Comparing CARN vs. non-CARN using Fischer's exact test for rxc tables.
Correct answer.
Instructed to select all that apply.
Although 58% of all respondents reported that Chagas is caused by a parasite, 32% correctly identified the various possible clinical manifestations of Chagas disease. Only 8.8% correctly reported that the risk of congenital transmission from a mother with chronic Chagas disease to her child is 1–10%, and only 7.4% were aware that both acute and chronic maternal infections can lead to infection in the newborn. Regarding testing for Chagas disease, 20.2% correctly responded that when Chagas disease is suspected in a pregnant patient, testing should be performed on the mother, her newborn, and any other children of the mother.

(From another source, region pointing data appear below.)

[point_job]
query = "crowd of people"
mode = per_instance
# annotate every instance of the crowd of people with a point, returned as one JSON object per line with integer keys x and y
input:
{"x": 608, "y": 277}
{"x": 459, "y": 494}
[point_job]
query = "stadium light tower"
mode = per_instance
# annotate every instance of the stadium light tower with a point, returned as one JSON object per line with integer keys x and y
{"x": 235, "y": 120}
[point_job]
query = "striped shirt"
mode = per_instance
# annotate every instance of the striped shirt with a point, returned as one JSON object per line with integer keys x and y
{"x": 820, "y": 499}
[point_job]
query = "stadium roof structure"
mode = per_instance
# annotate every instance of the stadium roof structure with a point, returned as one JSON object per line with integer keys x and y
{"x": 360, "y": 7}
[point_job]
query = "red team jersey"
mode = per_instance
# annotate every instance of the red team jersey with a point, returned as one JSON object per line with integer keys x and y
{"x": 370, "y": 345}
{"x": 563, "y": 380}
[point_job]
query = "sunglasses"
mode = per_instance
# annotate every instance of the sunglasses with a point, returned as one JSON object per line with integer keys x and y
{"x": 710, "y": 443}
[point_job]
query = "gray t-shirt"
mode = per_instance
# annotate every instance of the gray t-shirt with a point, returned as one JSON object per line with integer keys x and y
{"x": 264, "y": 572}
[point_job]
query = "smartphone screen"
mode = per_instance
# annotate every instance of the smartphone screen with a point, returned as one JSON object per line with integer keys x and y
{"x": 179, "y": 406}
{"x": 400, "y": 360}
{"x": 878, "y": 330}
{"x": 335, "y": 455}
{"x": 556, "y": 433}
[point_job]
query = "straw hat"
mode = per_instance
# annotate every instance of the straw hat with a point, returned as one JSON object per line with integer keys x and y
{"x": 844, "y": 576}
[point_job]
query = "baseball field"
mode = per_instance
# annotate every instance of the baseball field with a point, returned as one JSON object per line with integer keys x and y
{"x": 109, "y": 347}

For five questions with defined correct answers (Table 1), 61% (N = 257) provided at least one correct response. Only 1% (N = 5) of participants gave correct answers to all five questions. Characteristics associated with providing correct answers to each question are presented in Table 2. Respondents serving a population where > 10% of the patients are from Mexico and Central and South America more commonly reported that Chagas disease is caused by a parasite compared with those who care for a smaller proportion of patients from Chagas-endemic areas. On univariate analysis, both male gender and having completed residency at least 20 yr prior were associated with knowing that Chagas can be transmitted congenitally if the mother became infected at any point during or before the pregnancy; however, on multivariate analysis, only duration since completing residency remained significantly associated. Male gender was significantly associated with correctly reporting the risk of transmission from a mother with chronic Chagas to her newborn.
Table 2.
Characteristics associated with correct responses questions about Chagas disease
| Question or statement* | Correct response | Incorrect response | OR (95% CI) | aOR† (95% CI) |
|---|---|---|---|---|
| n (%) | n (%) | |||
| Chagas disease is caused by a parasite | N = 236 | N = 172 | ||
| Male gender | 114 (48.5) | 91 (53.2) | 0.83 (0.56, 1.23) | 0.74 (0.48, 1.14) |
| ≥ 20 years since completing residency | 110 (47.0) | 70 (40.9) | 1.28 (0.86, 1.91) | 1.47 (0.96, 2.26) |
| > 10% of patient population from Chagas-endemic areas | 59 (25.2) | 19 (11.2) | 2.68 (1.53, 4.70)‡ | 2.71 (1.54, 4.76)‡ |
| People with chronic Chagas disease may have cardiac, gastrointestinal, or no clinical manifestations | N = 126 | N = 274 | ||
| Male gender | 62 (49.2) | 137 (50.4) | 0.96 (0.63, 1.46) | 0.89 (0.57, 1.4) |
| ≥ 20 years since completing residency | 61 (48.8) | 116 (42.3) | 0.78 (0.51, 1.19) | 1.36 (0.87, 2.12) |
| > 10% of patient population from Chagas-endemic areas | 29 (23.2) | 48 (17.6) | 1.29 (0.84, 1.97) | 1.42 (0.84, 2.39) |
| Chagas disease can be transmitted congenitally if the mother became infected during or before the pregnancy | N = 30 | N = 374 | ||
| Male gender | 22 (73.3) | 182 (48.9) | 2.87 (1.25, 6.61)‡ | 2.05 (0.86, 4.89) |
| ≥ 20 years since completing residency | 22 (73.3) | 157 (42.2) | 3.76 (1.63, 8.68)‡ | 3.06 (1.29, 7.27)‡ |
| > 10% of patient population from Chagas-endemic areas | 6 (20.0) | 73 (19.6) | 1.02 (0.40, 2.6) | 0.99 (0.38, 2.56) |
| The risk of congenital transmission from a mother with chronic Chagas disease to her child is 1–10% | N = 36 | N = 373 | ||
| Male gender | 24 (66.7) | 181 (48.8) | 2.10 (1.02, 4.32)‡ | 2.22 (1.04, 4.74)‡ |
| ≥ 20 years since completing residency | 16 (44.4) | 166 (44.7) | 0.99 (0.50, 1.97) | 0.77 (0.37, 1.60) |
| > 10% of patient population from Chagas-endemic areas | 11 (30.6) | 68 (18.3) | 1.96 (0.92, 4.18) | 1.94 (0.90, 4.15) |
| When Chagas disease is suspected in a pregnant patient, testing should be performed on the mother, newborn, and any other children of the mother | N = 83 | N = 327 | ||
| Male gender | 46 (55.4) | 158 (48.6) | 1.31 (0.81, 2.13) | 1.19 (0.71, 1.99) |
| ≥ 20 years since completing residency | 43 (52.4) | 139 (42.8) | 1.48 (0.91, 2.40) | 1.39 (0.84, 2.32) |
| > 10% of patient population from Chagas-endemic areas | 20 (24.1) | 57 (17.6) | 1.49 (0.83, 2.65) | 1.50 (0.84, 2.68) |
Missing responses excluded from denominator.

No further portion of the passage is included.